DCA attacks a unique feature of cancer cells: the fact that they make their energy throughout the main body of the cell, rather than in distinct organelles called mitochondria. This process, called glycolysis, is inefficient and uses up vast amounts of sugar.

Until now it had been assumed that cancer cells used glycolysis because their mitochondria were irreparably damaged. However, Michelakis's experiments prove this is not the case, because DCA reawakened the mitochondria in cancer cells. The cells then withered and died (Cancer Cell, DOI: 10.1016/j.ccr.2006.10.020).
Michelakis suggests that the switch to glycolysis as an energy source occurs when cells in the middle of an abnormal but benign lump don't get enough oxygen for their mitochondria to work properly (see diagram). In order to survive, they switch off their mitochondria and start producing energy through glycolysis.

Crucially, though, mitochondria do another job in cells: they activate apoptosis, the process by which abnormal cells self-destruct. When cells switch mitochondria off, they become "immortal", outliving other cells in the tumour and so becoming dominant. Once reawakened by DCA, mitochondria reactivate apoptosis and order the abnormal cells to die.

"The results are intriguing because they point to a critical role that mitochondria play: they impart a unique trait to cancer cells that can be exploited for cancer therapy," says Dario Altieri, director of the University of Massachusetts Cancer Center in Worcester.
The phenomenon might also explain how secondary cancers form. Glycolysis generates lactic acid, which can break down the collagen matrix holding cells together. This means abnormal cells can be released and float to other parts of the body, where they seed new tumours.

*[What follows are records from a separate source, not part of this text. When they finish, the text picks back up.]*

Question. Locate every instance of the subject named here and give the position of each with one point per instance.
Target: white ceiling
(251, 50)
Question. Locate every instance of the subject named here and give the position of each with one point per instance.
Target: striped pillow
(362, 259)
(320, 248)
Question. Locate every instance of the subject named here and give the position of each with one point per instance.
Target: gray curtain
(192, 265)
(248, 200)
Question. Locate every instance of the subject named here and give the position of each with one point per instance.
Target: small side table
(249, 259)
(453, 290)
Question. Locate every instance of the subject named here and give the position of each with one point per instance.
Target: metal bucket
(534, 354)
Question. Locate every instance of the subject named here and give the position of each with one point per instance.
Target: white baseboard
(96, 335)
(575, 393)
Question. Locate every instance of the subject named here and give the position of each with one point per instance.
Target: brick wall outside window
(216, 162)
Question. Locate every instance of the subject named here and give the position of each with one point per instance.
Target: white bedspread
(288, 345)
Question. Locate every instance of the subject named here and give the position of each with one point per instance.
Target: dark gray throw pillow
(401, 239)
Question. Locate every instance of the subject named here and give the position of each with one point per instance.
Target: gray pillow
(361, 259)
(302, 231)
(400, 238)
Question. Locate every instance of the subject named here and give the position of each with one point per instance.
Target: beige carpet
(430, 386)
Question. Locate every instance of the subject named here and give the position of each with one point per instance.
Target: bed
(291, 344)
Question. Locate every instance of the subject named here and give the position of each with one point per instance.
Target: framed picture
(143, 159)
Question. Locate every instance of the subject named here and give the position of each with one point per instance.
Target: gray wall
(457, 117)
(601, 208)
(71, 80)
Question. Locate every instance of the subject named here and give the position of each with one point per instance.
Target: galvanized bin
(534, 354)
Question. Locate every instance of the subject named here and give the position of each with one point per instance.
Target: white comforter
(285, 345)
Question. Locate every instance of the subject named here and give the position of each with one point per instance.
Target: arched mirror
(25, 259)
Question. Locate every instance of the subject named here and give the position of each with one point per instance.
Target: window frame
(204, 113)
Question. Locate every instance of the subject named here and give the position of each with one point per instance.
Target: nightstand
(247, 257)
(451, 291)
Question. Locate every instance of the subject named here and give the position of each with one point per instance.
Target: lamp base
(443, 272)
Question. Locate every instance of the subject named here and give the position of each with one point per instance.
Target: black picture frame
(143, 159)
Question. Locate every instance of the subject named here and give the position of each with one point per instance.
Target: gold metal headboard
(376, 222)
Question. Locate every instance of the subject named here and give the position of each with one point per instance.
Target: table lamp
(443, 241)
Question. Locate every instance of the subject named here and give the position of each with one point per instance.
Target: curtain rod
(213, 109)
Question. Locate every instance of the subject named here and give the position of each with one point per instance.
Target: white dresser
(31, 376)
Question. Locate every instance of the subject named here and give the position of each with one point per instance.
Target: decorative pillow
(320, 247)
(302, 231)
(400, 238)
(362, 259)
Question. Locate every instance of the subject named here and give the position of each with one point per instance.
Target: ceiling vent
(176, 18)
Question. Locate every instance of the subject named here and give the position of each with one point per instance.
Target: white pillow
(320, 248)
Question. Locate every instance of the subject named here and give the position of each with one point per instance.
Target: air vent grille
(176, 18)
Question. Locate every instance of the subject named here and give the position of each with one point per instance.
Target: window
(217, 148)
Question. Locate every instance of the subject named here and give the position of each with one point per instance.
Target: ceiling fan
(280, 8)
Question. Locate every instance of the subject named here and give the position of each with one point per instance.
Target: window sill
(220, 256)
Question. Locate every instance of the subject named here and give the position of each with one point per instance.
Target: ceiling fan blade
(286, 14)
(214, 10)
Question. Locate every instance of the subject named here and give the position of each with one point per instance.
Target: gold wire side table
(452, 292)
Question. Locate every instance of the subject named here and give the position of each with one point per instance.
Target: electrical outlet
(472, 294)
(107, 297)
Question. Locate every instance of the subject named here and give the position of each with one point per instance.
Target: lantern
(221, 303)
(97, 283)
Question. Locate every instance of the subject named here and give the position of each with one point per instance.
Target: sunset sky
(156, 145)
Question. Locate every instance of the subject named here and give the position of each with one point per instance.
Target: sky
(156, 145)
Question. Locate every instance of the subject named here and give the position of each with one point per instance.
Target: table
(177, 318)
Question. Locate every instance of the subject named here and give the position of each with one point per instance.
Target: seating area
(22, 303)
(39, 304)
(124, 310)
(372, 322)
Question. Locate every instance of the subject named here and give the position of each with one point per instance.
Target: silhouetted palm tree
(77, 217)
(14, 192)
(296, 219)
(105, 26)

DCA can cause pain, numbness and gait disturbances in some patients, but this may be a price worth paying if it turns out to be effective against all cancers. The next step is to run clinical trials of DCA in people with cancer. These may have to be funded by charities, universities and governments: pharmaceutical companies are unlikely to pay because they can't make money on unpatented medicines. The pay-off is that if DCA does work, it will be easy to manufacture and dirt cheap.

Paul Clarke, a cancer cell biologist at the University of Dundee in the UK, says the findings challenge the current assumption that mutations, not metabolism, spark off cancers. "The question is: which comes first?" he says.

Comments by Dr. Matteo Conti. I contacted Dr. Conti, one of the authors of the paper. Here is a summary of their work, in his words: (September 2011)

"The work shows that DCA is active in Neuroblastoma.
In neuroblastoma, Dr. Pagano differentiates three cell types at various degree of malignancy. The less differentiated type is more malignant.
DCA acts principally against those cells that are more malignant, and less differentiated.
DCA's action is mainly anti-proliferative, it slows growth and multiplication of malignant stem cells. Alone, it does not kill them.
The effect is very marked.
In mice bearing the tumor, all three cell types being present, DCA exhibist a tumor inhibiting effect, however it is not able to eradicate the tumor.
Alone, DCA despite being effective, is probably not enough for a complete cure.
We are now looking for synergizers, however the idea is that they could be tumor of even cell type specific.
Cocktails for specific type of tumors could possibly be a way to improve DCA efficacy.
These results prompt us many questions. A few of them:
1. Why is that DCA is more active against more malignant cells? An answer is that probably the metabolism and the mitochondrial status of malignant cells is very different from that of slow turning cells. DCA can decrease malignancy of a tumor mass, slowing malignant cells at the expense of other cells in the same mass.

2. Can metabolism be manipulated, in addition to DCA, in order to switch malignancy of tumors?
3. Are there ways of boosting DCA effect to promote killing of cells sensitized by DCA? Apparently yes.